2006 (Mescal) | world, afro-cuban

Mau Mau (dal nome del movimento indipendentista keniota sorto nel 1948, ndr ) è il progetto post-Loschi Dezi di Luca Morino, Fabio Barovero e Bienvenu Nsongan, con base a Torino. Con i loro album (a partire dallo storico “Sauta Rabel”, 1992, preceduto dal mini “Soma la Macia”, fino ad arrivare alla raccolta “Marasma General” del 2001), il combo ha progressivamente consolidato e rifinito il loro posizionamento, già peraltro molto chiaro fin dagli esordi, all’interno del rock italiano.
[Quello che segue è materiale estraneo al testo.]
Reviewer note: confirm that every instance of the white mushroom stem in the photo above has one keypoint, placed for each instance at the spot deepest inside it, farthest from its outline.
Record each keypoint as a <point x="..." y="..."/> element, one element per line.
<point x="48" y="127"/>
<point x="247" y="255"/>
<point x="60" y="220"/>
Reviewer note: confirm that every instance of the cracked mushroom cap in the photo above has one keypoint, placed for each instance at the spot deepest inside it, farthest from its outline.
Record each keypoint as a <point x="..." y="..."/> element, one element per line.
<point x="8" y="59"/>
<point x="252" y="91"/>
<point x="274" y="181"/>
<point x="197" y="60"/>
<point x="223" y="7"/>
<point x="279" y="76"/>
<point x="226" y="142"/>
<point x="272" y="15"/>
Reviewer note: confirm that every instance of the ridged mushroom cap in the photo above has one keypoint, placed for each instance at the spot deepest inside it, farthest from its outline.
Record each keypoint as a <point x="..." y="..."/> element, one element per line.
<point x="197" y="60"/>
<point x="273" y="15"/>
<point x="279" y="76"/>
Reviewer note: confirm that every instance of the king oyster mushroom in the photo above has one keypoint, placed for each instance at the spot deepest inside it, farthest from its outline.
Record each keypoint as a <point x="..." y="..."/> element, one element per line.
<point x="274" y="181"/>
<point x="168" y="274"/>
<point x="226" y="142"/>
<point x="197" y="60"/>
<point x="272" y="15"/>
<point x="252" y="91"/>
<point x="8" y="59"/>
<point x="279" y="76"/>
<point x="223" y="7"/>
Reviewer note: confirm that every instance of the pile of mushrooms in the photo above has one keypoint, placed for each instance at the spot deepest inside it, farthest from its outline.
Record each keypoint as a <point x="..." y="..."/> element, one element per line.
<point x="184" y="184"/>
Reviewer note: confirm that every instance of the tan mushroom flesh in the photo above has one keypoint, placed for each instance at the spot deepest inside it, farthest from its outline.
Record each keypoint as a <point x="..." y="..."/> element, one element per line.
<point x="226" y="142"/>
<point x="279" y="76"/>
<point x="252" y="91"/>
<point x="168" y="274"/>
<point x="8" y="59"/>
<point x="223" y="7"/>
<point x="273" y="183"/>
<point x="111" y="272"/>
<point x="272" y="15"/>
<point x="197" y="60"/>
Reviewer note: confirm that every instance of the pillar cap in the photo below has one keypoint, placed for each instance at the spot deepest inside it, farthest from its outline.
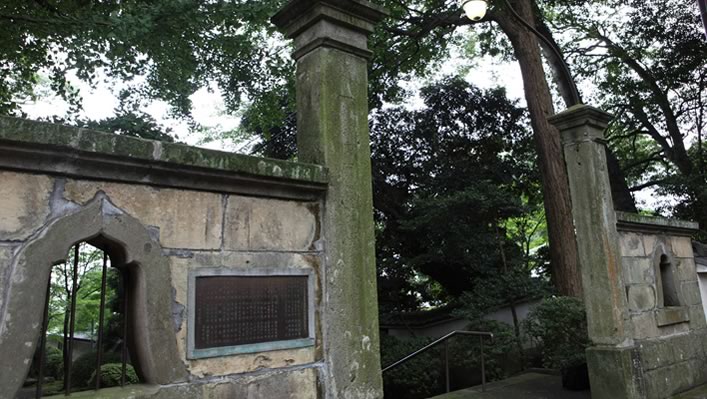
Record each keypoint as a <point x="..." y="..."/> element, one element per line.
<point x="298" y="15"/>
<point x="581" y="115"/>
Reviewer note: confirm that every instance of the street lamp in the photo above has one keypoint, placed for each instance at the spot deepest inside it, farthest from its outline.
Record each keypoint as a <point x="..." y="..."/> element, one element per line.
<point x="475" y="10"/>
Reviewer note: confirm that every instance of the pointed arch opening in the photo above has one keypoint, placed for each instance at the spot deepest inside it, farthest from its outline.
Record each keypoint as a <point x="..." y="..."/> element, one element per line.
<point x="145" y="281"/>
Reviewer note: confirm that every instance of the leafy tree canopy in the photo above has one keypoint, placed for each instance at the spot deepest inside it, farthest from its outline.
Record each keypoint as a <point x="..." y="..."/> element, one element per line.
<point x="445" y="178"/>
<point x="167" y="49"/>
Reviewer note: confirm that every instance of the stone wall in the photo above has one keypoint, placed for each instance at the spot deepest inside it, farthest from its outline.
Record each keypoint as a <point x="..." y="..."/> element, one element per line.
<point x="644" y="310"/>
<point x="166" y="210"/>
<point x="671" y="341"/>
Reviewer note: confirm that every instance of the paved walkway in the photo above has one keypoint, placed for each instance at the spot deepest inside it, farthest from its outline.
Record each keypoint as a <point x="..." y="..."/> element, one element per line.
<point x="530" y="385"/>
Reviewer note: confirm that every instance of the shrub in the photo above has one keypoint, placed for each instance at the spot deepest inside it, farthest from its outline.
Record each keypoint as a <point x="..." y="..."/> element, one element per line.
<point x="85" y="365"/>
<point x="560" y="326"/>
<point x="465" y="351"/>
<point x="110" y="375"/>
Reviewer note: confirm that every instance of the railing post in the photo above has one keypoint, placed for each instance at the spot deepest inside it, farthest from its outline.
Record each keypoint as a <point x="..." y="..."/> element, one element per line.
<point x="331" y="53"/>
<point x="446" y="363"/>
<point x="483" y="366"/>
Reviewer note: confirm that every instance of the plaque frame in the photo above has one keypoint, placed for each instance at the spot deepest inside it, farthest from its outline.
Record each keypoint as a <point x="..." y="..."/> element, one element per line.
<point x="193" y="353"/>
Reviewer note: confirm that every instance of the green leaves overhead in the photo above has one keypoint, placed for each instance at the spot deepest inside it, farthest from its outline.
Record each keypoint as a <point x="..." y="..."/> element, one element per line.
<point x="177" y="46"/>
<point x="445" y="177"/>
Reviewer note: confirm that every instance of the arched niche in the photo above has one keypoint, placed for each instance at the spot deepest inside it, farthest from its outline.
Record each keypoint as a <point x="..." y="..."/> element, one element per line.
<point x="666" y="284"/>
<point x="151" y="330"/>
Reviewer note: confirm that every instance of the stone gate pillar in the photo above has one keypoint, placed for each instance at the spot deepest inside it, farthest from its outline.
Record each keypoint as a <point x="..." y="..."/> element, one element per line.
<point x="610" y="357"/>
<point x="331" y="51"/>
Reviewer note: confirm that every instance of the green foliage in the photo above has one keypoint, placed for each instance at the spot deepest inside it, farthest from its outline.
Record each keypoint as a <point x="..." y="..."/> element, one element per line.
<point x="133" y="124"/>
<point x="54" y="363"/>
<point x="652" y="74"/>
<point x="83" y="367"/>
<point x="443" y="179"/>
<point x="418" y="378"/>
<point x="499" y="352"/>
<point x="177" y="46"/>
<point x="111" y="374"/>
<point x="560" y="326"/>
<point x="423" y="376"/>
<point x="88" y="293"/>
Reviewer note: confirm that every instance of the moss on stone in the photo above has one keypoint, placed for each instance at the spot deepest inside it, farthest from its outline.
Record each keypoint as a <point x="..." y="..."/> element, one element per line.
<point x="41" y="133"/>
<point x="636" y="218"/>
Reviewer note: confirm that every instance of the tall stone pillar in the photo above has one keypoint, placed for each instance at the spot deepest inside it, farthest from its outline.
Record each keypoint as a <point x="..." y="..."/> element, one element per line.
<point x="331" y="51"/>
<point x="611" y="357"/>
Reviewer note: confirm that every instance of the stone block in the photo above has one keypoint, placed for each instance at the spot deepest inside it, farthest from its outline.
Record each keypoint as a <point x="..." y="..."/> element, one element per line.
<point x="186" y="219"/>
<point x="615" y="373"/>
<point x="631" y="244"/>
<point x="267" y="224"/>
<point x="697" y="317"/>
<point x="683" y="347"/>
<point x="656" y="354"/>
<point x="690" y="293"/>
<point x="644" y="325"/>
<point x="667" y="381"/>
<point x="671" y="315"/>
<point x="5" y="263"/>
<point x="24" y="204"/>
<point x="649" y="243"/>
<point x="686" y="269"/>
<point x="674" y="329"/>
<point x="297" y="384"/>
<point x="682" y="247"/>
<point x="641" y="298"/>
<point x="638" y="270"/>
Tra intenti programmatici, progetti musicali ed extra-musicali (notevole l’impegno cinematografico e letterario del frontman Morino, oltre alle parallele Banda Ionica e Banda Maulera), e contaminazioni artistico-culturali, il patchanka dei Mau Mau approda a “Dea”.

Ormai espunte in via definitiva le intromissioni dialettali, Morino e compagnia si danno con cognizione di causa ai richiami etno-cubani (“Dea”), alle fisarmoniche folk-minimaliste di Tiersen e ai fiati spavaldi Bregovic-iani (“Mia macchina Mercedes” e “Il treno del sole”), alle serenate sornione di Conte (“Cartoline”), gli attacchi ritmici brazil (“Cannibal”), fino al posse-rock dubedelico Shaggy-oriented (“La casa brucia”). Tutto in ordine, tutto orientato alla ballabilità da festival estivo, pure rifinito da qualche tocco d’elettronica in post-produzione: vedasi l’inciso di fisarmonica dell’ incipit di “Da qui ai Caraibi”, o la stessa “Cannibal”, o le tastiere lounge di “Can anrabià”, o le sparute rielaborazioni della conclusiva “Bentornata nel campo” su base bossa-dub e misture Manu Chao/Africa Unite.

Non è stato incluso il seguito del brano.